- Born: 1958 (age 67–68) Tennessee, United States
- Education: University of Tennessee, Knoxville
- Scientific career
- Fields: Psychology, Gifted Education
- Workplaces: College of William & Mary, Ball State University

= Tracy L. Cross =

Educational psychologist

Tracy L. Cross (born 1958, in Tennessee, United States) is an educational psychologist and developmental scientist. Since 2009 he has held the Jody and Layton Smith Professor of Psychology and Gifted Education endowed chair at The College of William & Mary, has been the executive director for William & Mary's Center for Gifted Education (CFGE), and founded the Institute for Research on the Suicide of Gifted Students in 2012. Previously he served as the George and Frances Ball Distinguished Professor of Psychology and Gifted Studies Ball State University (2000–2009), the founder and executive director of both the Center for Gifted Studies and Talent Development (2003–2009), and the Institute for Research on the Psychology of Gifted Students (2007–2009).

Over forty years, he made important contributions to the field of gifted education, including the development of the school-based conception of giftedness, the information management model, and the continuum of visibility, and was also influential in applying social-cognitive theory and stigma theory to gifted children, and created an ecological model of suicidal behavior of gifted students.

== Career ==

He is the executive director of the Center for Gifted Education, and President Emeriti of the National Association for Gifted Children (NAGC). Cross has published well over 300 articles and book chapters, and 14 books. He has been the editor of five journals in the field of gifted education (Gifted Child Quarterly, Roeper Review, Journal of Secondary Gifted Education, Research Briefs, and Journal for the Education of the Gifted.), and is the current editor of SENGJ: Exploring the Psychology of Giftedness.

== Academic work ==

Cross's research interests include the social and emotional lives of gifted children, the psychology of gifted children including personality differences, the phenomenology of giftedness, and suicidology concerns of gifted individuals. His long-time collaboration with Dr. Laurence J. Coleman has resulted in many articles and two books. Coleman had adapted Erving Goffman's (1963) social stigma theory to gifted children, providing a rationale for why children may hide their abilities and present alternate identities to their peers. The first edition of Coleman and Cross's book, Being Gifted In School, is a widely cited reference in the field of gifted education. In the chapter on Coping with Giftedness, the authors expanded on the theory first presented in a 1988 article. According to Google Scholar, this article has been cited at least 220 times in the academic literature.

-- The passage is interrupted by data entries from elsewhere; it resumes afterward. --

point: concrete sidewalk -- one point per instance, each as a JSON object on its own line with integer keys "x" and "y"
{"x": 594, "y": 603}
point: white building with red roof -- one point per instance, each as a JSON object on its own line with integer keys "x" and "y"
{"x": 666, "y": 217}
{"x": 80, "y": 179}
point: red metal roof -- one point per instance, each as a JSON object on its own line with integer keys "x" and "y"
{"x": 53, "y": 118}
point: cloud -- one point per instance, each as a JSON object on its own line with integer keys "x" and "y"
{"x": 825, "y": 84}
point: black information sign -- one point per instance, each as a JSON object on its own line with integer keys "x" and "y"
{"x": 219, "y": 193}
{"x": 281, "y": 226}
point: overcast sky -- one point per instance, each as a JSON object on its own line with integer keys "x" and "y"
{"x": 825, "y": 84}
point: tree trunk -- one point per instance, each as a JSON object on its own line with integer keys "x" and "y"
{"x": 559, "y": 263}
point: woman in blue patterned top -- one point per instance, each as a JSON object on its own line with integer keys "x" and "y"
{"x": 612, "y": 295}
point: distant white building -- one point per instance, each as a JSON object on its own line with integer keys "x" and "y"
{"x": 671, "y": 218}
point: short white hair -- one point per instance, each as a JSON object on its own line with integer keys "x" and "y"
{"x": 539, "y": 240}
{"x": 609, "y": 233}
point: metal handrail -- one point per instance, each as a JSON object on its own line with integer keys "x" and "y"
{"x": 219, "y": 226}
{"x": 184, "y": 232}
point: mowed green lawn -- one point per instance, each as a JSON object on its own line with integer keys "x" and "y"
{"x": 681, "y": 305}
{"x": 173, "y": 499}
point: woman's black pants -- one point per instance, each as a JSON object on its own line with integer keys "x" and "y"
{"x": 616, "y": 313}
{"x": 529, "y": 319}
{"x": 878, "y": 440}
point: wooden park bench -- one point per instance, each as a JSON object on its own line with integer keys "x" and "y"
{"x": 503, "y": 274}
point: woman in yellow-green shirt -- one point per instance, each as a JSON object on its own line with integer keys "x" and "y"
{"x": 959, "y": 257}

=== The Stigma Paradigm of Giftedness ===

Erving Goffman's (1963) social stigma theory describes stigmatizing conditions as those attributes which do not conform to the expectations of society and result in social disapproval. Coleman and Cross identified giftedness as a stigmatizing condition, based on research with gifted students and, in part, on a book that was written and edited by 20 teenage, gifted individuals. Psychologists had already known that adolescence is a time of identity development in which children struggle with the desire to have a unique identity yet still conform to the expectations of society. The fact that children viewed their own giftedness as a stigmatizing condition was a new perspective. Being gifted sets students apart from their peers and this differentness interferes with full social acceptance. Different social expectations that exist in the various social contexts that children must navigate and the value judgements that may be assigned to the child result in the child's use of social coping strategies to manage his or her identity. Unlike other stigmatizing conditions, giftedness is a unique type of differentness because it can lead to praise or ridicule depending on the audience and circumstances. Gifted children learn when it is safe for them to display their giftedness and when they should hide their giftedness to better fit in with a group.

=== The Information Management Model (IMM) ===

The Information Management Model (IMM) is a model of the process by which children decide to employ coping strategies to manage their identities. This model is based on Bandura's (1986) social-cognitive framework and Goffman's work on the management of identity. In situations where the child feels different, she or he may decide to manage the information that others know about him or her. Strategies include: disidentification with giftedness, trying to maintain a very low visibility (invisibility), or creating a high-visibility identity (playing a stereotypical role associated with giftedness). This range of strategies is called the Continuum of Visibility.

== Achievements and awards ==

In 2009, Cross received the lifetime achievement award from Mensa in recognition of a lifetime of contributions to the field of intelligence and related subjects.
Mensa had previously recognized his work with four Mensa Outstanding Research Awards, one in 2008 and two in 2007.

Cross has received the Distinguished Service Award from the Association for the Gifted and NAGC (2007), the Early Leader Award (1996), Early Scholar Award, and Distinguished Scholar Awards from NAGC (1997).